There is nothing quite like witnessing a moment of triumph for someone that you love. The triumph can be sizable or it can be simple, but that fleeting moment of triumphant recognition on the face of our children, partners, siblings, friends, etc. – it is almost immeasurable. It is heart-squeezing, chest-warming joy.
I witnessed one of these moments recently, as I stood shivering under my umbrella on the sideline of my son’s first ever flag football game. Let me preface this moment with some background. My son loves sports. He loves playing sports outside with the neighborhood kids, but he’s not a “sporty” kid. He’s not the most athletic, he’s not competitively driven and he doesn’t really thrive on the energy of a team. He’s participated in organized sports since he was little – t-ball, baseball, basketball and most recently, wrestling, but he’s never really found a sport that he was excited to play and driven to improve in. At his request though, we signed him up for flag football for the fall season.
Now, back to shivering on the sideline.
Upon arrival to the first game, my son was feeling a bit nervous (admittedly, so was I). He was excited, and optimistic that he would really enjoy playing flag football, but he was anxious nonetheless. His team is a group of boys who attend school together and who have played several seasons of flag together already, so he was feeling a bit like an outsider as they geared up and started warming up (the coaches and boys were awesome, though, at welcoming him). Once the whistle blew and the game started, I saw that most of the kids on the teach are “sporty” kids.
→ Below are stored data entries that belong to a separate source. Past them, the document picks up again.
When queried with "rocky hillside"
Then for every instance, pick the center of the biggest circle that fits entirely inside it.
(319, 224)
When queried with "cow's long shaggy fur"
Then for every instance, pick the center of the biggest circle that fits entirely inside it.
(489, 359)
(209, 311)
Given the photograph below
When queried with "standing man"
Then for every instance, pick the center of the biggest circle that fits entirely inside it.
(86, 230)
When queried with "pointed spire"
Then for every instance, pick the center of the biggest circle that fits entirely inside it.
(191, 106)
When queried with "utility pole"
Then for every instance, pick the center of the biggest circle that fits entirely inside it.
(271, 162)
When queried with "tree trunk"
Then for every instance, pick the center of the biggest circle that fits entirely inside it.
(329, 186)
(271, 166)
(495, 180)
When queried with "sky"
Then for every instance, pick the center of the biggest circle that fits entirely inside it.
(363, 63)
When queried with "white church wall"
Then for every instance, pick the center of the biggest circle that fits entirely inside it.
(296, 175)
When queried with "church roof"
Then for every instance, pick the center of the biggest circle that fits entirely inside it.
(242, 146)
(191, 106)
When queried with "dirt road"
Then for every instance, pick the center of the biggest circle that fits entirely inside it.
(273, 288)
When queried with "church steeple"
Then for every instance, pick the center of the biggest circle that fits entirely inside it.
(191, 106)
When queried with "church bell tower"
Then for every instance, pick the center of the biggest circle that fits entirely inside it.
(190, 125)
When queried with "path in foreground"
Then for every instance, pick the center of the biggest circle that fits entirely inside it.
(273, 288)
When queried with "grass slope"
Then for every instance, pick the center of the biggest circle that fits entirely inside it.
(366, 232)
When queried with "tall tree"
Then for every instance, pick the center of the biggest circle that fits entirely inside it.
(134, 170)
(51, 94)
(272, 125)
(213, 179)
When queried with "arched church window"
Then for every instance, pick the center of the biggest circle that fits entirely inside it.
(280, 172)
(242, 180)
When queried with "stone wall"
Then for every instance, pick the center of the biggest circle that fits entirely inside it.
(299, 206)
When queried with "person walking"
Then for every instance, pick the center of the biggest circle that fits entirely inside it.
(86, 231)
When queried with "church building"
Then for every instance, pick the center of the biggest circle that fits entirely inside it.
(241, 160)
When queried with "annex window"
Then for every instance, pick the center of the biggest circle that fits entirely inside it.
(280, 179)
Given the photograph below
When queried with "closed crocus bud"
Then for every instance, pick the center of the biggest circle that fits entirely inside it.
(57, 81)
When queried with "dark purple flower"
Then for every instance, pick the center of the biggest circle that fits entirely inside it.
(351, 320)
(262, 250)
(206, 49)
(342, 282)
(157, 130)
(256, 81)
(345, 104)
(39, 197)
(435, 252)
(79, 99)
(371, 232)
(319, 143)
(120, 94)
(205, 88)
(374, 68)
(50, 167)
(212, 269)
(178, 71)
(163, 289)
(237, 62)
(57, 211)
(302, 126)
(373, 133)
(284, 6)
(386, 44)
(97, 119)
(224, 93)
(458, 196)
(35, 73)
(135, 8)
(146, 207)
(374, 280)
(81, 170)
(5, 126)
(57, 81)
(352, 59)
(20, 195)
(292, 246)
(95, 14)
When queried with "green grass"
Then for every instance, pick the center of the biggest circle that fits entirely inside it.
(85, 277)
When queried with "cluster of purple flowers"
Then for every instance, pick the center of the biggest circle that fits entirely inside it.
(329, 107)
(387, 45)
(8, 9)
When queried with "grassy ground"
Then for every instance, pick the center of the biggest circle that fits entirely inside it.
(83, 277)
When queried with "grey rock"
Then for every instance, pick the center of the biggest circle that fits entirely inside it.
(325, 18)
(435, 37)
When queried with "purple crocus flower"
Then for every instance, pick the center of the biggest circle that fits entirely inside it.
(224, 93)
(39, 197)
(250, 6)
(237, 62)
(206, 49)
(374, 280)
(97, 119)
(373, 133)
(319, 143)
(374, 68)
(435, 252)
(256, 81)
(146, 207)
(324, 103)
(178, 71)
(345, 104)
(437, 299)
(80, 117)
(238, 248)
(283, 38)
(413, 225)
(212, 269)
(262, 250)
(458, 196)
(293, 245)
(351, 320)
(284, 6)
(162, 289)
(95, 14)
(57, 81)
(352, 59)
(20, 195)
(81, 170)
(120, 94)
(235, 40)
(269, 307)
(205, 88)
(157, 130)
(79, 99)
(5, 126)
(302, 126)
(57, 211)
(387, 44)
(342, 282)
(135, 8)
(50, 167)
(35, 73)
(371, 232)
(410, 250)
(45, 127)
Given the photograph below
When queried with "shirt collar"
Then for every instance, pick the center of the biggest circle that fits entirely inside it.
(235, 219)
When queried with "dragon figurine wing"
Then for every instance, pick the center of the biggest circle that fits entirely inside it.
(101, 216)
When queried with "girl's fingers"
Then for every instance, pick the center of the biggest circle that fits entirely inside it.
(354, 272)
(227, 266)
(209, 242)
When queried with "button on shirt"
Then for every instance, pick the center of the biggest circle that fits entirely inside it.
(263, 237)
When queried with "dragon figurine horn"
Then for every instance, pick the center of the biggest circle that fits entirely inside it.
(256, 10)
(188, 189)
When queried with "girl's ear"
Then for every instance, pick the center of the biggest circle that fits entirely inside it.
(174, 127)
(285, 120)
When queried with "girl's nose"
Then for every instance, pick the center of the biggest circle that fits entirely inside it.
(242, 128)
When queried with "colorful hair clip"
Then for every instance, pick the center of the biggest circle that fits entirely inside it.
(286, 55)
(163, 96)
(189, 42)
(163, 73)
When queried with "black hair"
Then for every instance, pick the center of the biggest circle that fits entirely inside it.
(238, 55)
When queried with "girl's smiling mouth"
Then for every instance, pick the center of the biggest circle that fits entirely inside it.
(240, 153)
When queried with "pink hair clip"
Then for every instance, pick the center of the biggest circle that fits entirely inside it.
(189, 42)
I felt a growing lump of concern in my chest that my son wasn’t going to measure up to the standards of the other kids, and that he would leave the field feeling frustrated and upset.
About halfway through the game, I saw it. My son was about to get his hands on the ball – the other team threw a pretty long pass and my son was setup up to intercept it perfectly. I think I held my breath. “Come on Bud, please catch it,” was racing on repeat through my mind. And you know what? He caught it and he ran like hell down the field before the other team snatched his flag. In the next few seconds of the next play, his team scored a touchdown. Even from the distance of the sidelines, I could see it. The triumphant moment. His face was euphoric. My heart nearly burst.
At the end of the game, in the first team huddle of the season, they handed my son the game ball. When I saw his face, my poor heart nearly burst for a second time. I could see confidence, pride, pure happiness and maybe even a little bit of disbelief flash from cheek to cheek, and I wanted to freeze time in that very moment.
In the car ride home, he didn’t stop talking. He regaled again and again his awesome play and kept asking “can you believe I got the game ball?!” He decidedly announced (repeatedly) “I think I found my sport!” with the biggest, braces-covered grin.
I smiled at him and safely tucked away the rainy game, the awesome interception and the image of his triumphant face into my mind for forever safe keeping – a new core memory in this crazy ride they call motherhood.